高所得者「だからこそ」ハマる…「消費の落とし穴」
前述のとおり、高額な税金や各種手当の対象外になりやすいという現実のほか、収入ほど貯蓄が貯まらない要因として、「消費意欲が旺盛」というパワーカップルの特徴が挙げられます。
社会的なステータスを意識して、それ相応な生活をしようと努力した結果、2人の給料では少々予算オーバーなマンションに住み、子どもにもさまざまな習いごとをさせる……一般の会社員と比べると、支出はだいぶ大きくなるでしょう。
またパワーカップルの場合、意外と貯蓄はしていない、というケースも少なくありません。「よく稼ぎ、よく使う」という感覚のまま50代を過ごし、定年になったときに恐ろしい事態に直面する可能性があります。

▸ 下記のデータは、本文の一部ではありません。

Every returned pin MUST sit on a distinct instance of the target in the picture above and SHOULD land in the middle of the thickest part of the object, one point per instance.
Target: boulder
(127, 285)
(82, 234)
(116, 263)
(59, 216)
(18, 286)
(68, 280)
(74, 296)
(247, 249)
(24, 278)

金融広報中央委員会『家計の金融行動に関する世論調査[二人以上世帯調査] 令和3年』によると、金融資産保有額から借入金を引いた純資産額は、50代から60代で大きく増えていることから、老後を見据えて貯蓄を本格化させるのは50代以降だといえます。
【年齢別「純資産額」の推移】
「20歳代」-227万円
「30歳代」239万円
「40歳代」457万円
「50歳代」1,009万円
「60歳代」2,271万円
出所:金融広報中央委員会『家計の金融行動に関する世論調査[二人以上世帯調査] 令和3年』より、各年齢平均値にて算出
そんな50代で、老後を見据えた貯蓄ができなかったとしたら……。定年直後は夫婦で退職金があるから余裕かもしれませんが、生活水準の見直しを行わないと、あっという間に使い果たすでしょう。
とはいえ一度上げた生活水準を落とすことは難しく、これも「老後破綻」の要因のひとつといわれています。
生活を見直すことをせずに、高収入を謳歌する「パワーカップル」には、このような悲劇が待ち受けているかもしれません。